I am currently a doctoral candidate at the Geo-Energy Lab of EPFL. I have wide interests ranging from the mechanics of friction and fractures in geomaterials to the physics of earthquakes and faulting. During my PhD, I'm focused on understanding coupled hydro-mechanical processes in faults and fractured rocks. Generally, I use tools of theoretical and computational mechanics to understand the interplay between different physical processes involved in both natural and human-induced earthquakes. An important part of my research is to link both theoretical and numerical predictions to measurements in the laboratory and/or field observations.
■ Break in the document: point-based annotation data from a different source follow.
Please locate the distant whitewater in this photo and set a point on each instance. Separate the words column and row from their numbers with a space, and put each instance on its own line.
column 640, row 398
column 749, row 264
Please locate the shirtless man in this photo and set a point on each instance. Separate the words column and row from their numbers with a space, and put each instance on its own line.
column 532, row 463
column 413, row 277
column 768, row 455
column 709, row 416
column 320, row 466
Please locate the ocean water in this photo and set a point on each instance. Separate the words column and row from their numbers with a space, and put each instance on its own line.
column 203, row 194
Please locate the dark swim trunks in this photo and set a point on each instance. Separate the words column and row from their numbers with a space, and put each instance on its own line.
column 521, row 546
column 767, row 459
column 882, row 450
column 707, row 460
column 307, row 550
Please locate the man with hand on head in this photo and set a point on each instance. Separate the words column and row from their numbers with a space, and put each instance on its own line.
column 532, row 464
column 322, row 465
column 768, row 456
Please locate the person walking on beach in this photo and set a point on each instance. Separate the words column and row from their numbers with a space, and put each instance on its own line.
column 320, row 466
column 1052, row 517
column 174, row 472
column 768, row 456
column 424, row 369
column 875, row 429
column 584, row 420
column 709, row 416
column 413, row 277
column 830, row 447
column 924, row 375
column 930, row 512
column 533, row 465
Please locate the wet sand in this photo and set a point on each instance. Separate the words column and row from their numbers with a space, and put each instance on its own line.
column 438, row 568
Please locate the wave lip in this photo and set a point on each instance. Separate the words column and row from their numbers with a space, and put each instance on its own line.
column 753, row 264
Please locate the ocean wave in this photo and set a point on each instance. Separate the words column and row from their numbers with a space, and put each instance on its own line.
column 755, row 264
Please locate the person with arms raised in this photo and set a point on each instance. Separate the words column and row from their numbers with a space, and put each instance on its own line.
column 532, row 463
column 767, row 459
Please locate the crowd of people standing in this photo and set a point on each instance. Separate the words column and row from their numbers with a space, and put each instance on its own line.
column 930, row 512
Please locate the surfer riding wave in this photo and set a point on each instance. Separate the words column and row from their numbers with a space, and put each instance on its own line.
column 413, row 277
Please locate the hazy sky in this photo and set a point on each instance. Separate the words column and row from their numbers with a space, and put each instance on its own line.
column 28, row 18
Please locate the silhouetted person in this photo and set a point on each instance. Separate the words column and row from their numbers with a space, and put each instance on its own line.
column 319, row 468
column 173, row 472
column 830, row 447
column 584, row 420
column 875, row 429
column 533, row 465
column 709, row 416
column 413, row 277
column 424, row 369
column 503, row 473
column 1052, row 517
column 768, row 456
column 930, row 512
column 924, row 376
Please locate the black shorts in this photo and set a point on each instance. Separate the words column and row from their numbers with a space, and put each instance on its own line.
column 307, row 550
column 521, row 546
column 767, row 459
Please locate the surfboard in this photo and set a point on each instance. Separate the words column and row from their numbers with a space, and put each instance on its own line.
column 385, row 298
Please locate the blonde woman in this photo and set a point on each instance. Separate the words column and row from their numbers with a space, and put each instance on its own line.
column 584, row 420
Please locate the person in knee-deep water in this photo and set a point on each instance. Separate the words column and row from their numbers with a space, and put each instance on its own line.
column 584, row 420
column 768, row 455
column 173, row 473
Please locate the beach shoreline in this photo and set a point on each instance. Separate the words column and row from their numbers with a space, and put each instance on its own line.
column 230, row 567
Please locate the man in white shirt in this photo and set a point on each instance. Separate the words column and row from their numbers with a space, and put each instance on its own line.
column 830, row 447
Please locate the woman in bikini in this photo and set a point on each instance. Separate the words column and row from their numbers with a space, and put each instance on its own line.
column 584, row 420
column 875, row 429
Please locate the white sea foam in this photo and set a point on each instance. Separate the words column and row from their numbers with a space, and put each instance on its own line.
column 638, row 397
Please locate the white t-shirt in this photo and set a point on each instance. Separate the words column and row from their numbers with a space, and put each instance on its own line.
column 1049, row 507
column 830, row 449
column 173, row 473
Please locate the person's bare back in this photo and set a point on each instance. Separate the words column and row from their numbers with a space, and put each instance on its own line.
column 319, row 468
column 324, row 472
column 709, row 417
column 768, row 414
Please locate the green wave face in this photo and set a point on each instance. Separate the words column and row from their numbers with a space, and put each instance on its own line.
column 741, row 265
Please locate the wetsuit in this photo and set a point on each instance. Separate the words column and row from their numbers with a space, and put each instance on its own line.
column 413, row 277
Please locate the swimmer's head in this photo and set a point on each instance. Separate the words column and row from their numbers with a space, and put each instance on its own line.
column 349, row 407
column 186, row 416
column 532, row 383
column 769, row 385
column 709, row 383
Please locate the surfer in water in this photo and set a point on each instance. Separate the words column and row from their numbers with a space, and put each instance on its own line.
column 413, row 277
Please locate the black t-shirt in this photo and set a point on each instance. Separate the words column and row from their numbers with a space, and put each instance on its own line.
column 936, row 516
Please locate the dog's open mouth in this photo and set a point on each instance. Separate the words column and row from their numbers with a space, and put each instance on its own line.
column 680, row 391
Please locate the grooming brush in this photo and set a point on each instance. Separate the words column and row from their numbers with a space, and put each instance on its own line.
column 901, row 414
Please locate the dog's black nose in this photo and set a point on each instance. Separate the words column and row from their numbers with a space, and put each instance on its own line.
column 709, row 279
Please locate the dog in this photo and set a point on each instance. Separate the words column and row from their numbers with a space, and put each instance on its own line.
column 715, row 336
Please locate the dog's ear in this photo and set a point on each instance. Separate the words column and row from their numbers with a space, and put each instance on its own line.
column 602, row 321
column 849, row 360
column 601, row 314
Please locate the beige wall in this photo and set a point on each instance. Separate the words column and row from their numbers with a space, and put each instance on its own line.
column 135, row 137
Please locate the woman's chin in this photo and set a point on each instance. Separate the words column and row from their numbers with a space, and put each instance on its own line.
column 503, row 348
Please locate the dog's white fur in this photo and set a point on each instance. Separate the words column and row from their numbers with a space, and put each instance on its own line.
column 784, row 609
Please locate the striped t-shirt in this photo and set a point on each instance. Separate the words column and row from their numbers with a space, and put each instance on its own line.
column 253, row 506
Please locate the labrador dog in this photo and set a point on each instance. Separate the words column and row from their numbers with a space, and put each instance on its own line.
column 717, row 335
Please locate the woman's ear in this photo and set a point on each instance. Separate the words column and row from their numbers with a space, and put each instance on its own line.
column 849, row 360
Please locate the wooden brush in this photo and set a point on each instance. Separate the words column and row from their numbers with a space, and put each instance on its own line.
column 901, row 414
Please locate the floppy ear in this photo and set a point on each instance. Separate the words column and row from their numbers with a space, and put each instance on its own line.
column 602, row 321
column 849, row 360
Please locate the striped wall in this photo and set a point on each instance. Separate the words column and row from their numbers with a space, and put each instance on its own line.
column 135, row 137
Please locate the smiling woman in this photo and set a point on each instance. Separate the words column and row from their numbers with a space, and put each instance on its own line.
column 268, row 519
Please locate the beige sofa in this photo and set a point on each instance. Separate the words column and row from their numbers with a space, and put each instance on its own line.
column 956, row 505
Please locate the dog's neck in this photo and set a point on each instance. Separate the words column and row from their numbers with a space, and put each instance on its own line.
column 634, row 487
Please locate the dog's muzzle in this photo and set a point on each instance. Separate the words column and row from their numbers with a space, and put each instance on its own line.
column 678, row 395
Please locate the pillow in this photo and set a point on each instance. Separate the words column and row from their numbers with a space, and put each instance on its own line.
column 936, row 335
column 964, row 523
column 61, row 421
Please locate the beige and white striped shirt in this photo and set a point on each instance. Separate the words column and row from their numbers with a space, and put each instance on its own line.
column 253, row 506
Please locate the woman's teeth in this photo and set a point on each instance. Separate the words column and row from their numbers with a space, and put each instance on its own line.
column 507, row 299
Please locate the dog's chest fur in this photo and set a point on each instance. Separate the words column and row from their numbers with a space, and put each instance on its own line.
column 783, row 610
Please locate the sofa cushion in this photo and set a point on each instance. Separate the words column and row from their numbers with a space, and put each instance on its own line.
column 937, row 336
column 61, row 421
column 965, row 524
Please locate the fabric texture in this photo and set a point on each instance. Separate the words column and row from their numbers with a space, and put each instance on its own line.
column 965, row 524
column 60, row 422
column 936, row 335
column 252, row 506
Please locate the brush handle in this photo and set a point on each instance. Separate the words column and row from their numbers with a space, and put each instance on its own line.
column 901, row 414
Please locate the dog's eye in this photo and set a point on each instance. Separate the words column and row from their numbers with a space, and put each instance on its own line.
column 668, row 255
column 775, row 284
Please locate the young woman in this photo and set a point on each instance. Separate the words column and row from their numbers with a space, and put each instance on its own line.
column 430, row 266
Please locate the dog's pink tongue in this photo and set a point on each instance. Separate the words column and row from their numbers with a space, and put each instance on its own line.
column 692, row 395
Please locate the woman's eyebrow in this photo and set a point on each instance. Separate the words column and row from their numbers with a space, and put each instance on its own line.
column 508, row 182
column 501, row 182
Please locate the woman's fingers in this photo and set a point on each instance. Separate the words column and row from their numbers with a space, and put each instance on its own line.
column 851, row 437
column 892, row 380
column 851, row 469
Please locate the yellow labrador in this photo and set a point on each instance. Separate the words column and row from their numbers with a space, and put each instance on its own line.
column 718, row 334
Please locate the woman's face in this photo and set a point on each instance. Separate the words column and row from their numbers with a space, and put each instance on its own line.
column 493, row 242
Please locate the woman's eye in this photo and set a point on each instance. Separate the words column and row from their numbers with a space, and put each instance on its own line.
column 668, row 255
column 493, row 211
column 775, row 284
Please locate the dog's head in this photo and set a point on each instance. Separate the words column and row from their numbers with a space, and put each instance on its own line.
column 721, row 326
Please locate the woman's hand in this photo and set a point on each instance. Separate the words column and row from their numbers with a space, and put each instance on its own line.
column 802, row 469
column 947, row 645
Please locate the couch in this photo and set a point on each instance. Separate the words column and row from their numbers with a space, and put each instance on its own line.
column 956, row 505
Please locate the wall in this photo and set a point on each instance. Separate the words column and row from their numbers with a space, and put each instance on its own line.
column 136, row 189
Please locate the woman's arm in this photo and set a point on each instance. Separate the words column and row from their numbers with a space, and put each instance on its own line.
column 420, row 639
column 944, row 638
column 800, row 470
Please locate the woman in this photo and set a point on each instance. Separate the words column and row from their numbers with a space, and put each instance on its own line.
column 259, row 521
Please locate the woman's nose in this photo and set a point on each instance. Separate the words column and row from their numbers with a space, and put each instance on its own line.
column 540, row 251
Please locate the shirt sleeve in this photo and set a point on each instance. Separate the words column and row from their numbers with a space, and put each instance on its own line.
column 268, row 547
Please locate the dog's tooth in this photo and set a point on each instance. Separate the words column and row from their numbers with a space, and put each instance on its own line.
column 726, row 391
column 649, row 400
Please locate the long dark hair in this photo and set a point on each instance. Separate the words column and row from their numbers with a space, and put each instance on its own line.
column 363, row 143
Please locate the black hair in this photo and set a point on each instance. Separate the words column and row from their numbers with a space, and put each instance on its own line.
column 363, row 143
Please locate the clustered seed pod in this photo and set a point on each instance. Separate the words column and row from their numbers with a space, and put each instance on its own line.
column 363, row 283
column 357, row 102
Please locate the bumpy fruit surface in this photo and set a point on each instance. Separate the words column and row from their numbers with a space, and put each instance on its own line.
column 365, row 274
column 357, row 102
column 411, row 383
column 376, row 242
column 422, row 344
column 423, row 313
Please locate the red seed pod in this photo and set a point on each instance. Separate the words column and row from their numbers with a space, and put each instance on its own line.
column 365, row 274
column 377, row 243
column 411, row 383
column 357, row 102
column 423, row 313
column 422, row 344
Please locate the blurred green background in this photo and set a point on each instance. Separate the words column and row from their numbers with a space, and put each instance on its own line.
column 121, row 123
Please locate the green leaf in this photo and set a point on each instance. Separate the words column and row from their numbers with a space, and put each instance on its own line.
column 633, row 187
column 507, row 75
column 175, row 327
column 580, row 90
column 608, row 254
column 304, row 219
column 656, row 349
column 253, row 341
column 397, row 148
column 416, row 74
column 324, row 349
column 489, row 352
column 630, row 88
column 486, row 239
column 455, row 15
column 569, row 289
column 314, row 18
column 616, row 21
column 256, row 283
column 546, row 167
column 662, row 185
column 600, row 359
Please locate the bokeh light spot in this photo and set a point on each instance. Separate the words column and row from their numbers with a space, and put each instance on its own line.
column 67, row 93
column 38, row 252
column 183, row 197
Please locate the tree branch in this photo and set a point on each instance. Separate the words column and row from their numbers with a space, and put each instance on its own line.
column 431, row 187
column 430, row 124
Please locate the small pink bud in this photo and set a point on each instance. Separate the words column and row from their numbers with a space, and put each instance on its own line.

I obtained my master in earthquake engineering and my civil engineer title at the University of Chile in the year 2014. Prior to joining EPFL in 2019, I worked in the mining industry in Chile and I also travelled around the world for two years.
Currently, I am developing a fully-coupled hydro-mechanical solver to simulate quasi-dynamic fault slip and fluid flow in arbitrary-shaped faults and fault networks in 3D. By using the recent advances in my numerical solver, we have recently investigated the mechanics of aseismic ruptures driven by fluid injections. We found self-similar and non-self-similar solutions for fluid-driven fault slip, and provide new analytical and numerical descriptions of them. Fluid-driven aseismic ruptures play an important role in a number of natural and anthropogenic phenomena such as seismic swarms, aftershocks sequences, slow slip events, and injection-induced seismicity. Currently, I'm further developing my numerical solver and exploring problems involving fluid-driven unstable/seismic ruptures.